Читать «Камешки на ладони (журнал «Наш современник», 1990, № 6)» онлайн - страница 6
Владимир Алексеевич Солоухин
Обстоятельства дуэли известны до последнего жеста. Расстояние между барьерами было десять шагов. Противники встали в четырех шагах каждый от своего барьера. Значит, к началу поединка они находились в восемнадцати шагах друг от друга. Потом они начали сходиться. Если бы кто-нибудь из них не захотел подходить к барьеру, он мог бы не подходить, а стрелять со своего места. Стрелять, не доходя до барьера, правила позволяли.

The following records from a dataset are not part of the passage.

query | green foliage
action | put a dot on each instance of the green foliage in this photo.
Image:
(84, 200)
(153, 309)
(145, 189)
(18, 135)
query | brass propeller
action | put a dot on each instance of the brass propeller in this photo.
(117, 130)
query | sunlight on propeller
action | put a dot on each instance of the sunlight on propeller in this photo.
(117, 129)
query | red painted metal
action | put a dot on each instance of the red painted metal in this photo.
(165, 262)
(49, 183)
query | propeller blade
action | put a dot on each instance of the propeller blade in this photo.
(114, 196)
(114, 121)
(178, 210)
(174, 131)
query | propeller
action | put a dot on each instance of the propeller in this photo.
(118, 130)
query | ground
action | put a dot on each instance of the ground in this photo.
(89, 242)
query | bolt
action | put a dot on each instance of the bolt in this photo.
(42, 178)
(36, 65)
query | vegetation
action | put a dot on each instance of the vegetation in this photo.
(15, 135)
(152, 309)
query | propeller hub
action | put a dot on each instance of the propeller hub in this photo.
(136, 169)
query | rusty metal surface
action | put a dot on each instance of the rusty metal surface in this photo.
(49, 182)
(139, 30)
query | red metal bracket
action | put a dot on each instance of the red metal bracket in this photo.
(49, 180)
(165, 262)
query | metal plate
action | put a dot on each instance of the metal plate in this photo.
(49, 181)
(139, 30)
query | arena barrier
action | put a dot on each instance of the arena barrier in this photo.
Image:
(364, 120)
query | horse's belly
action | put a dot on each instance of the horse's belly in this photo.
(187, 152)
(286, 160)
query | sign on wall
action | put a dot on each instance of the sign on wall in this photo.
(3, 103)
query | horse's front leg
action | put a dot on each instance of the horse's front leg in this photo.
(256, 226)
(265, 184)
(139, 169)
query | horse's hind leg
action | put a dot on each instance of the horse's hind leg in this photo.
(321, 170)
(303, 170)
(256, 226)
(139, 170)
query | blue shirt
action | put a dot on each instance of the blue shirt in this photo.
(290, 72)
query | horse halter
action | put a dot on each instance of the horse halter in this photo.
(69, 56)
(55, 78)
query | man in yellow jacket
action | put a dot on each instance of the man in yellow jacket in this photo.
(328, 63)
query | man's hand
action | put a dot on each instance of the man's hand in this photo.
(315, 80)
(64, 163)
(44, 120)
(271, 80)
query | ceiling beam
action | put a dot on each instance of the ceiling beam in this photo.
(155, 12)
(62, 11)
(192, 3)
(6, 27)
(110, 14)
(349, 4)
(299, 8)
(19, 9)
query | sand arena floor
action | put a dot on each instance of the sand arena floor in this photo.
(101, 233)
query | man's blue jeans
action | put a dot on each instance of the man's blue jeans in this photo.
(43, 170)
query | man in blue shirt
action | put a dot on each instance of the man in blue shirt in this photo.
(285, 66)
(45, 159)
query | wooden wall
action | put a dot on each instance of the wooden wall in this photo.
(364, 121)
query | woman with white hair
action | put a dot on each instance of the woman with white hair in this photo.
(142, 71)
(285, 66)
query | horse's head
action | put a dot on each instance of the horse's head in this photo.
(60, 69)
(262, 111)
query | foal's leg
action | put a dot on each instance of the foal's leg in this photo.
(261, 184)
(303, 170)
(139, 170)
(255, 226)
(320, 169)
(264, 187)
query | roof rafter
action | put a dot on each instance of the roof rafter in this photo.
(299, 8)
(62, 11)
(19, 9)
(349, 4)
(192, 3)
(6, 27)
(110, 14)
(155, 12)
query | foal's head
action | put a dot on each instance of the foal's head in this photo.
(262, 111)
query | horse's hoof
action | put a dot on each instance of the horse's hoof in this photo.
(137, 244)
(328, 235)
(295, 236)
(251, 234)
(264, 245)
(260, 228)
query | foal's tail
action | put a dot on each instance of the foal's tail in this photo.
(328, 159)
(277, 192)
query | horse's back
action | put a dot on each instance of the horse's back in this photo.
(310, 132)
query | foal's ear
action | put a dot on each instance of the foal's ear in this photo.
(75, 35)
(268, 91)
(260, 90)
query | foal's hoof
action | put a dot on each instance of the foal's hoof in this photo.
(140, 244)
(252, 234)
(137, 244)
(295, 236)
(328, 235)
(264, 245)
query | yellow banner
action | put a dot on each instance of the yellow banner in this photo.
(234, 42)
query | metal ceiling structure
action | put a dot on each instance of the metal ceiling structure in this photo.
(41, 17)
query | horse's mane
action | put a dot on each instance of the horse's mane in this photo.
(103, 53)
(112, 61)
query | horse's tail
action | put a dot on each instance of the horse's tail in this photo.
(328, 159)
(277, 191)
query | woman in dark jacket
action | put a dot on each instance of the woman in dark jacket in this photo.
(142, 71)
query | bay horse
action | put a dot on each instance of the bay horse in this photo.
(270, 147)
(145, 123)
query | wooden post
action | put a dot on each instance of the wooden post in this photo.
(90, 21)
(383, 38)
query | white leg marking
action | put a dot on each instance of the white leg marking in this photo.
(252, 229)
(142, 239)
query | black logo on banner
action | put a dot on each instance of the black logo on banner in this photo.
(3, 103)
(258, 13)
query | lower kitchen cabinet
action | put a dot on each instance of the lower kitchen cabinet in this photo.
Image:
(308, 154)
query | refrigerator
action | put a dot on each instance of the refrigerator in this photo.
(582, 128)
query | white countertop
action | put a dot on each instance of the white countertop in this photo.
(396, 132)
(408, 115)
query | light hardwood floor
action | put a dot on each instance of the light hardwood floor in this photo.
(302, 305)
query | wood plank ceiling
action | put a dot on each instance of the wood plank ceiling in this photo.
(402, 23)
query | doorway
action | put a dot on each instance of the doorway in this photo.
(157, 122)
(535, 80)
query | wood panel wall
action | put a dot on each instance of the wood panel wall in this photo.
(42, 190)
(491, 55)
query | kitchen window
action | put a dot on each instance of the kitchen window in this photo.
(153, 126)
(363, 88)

Нельзя было переходить за барьер.
Пушкин был одним из лучших стрелков в России и опытным бойцом. Он избрал правильную тактику. Он быстро подошел к барьеру, преодолев четыре шага, и прицелился в Дантеса, идущего к барьеру медленно. Нет никаких сомнений, что, как только Дантес ступил бы на черту барьера, его ждал бы меткий и, конечно, смертельный выстрел Пушкина. Но Дантес выстрелил, сделав только два шага. Неизвестно, на какую долю секунды он опередил выстрелом Пушкина. Возможно, на сотую долю секунды, важно, что опередил. Рана оказалась смертельной. Даже если бы потом своим выстрелом Пушкин убил Дантеса, для него самого это уже не имело бы никакого значения. Рана от этого не стала бы менее тяжелой. Все дело в том, что Дантес на долю секунды опередил Пушкина.
* * *
Как не вспомнить гениальное изречение Гюго из его романа о французской революции: «Свобода одного гражданина кончается там, где начинается свобода другого гражданина».
* * *
Вот уже почти восемьдесят лет нас отучают любить свою историю, свою культуру, свой народ. Сначала это называлось шовинизмом, потом (поскольку русский народ становится малочисленным и поскольку другие малые народы тоже нужно ведь отучать любить свою историю, свою культуру, свой народ) стало это называться просто национализмом, без подразделения на шовинизм и национализм, и противопоставляется эта любовь к своей истории, к своей культуре, к своему народу, к своей земле — интернационализму. Как только человек заявит во всеуслышание: «я — русский», «я — украинец», «я — армянин» и тем, мол, горжусь, так сразу — ярлык. Националист. Еще заявить, что русский (грузин, белорус) куда ни шло, но уж этим гордиться… Чистый национализм. А мы ведь все кто? Не русские, не грузины, не украинцы, мы — интернационалисты. Мы должны любить эфиопов, камбоджийцев, кубинцев, кого угодно, только не свой народ, не самих себя. А может, и правда любить самих себя неприлично? И вообще, что это за чувство — любовь к своей родине, патриотизм? Врожденное оно или благоприобретенное, воспитанное? Ведь если благоприобретенное, то можно от него отучить, можно людей перевоспитать, и будут они все интернационалисты.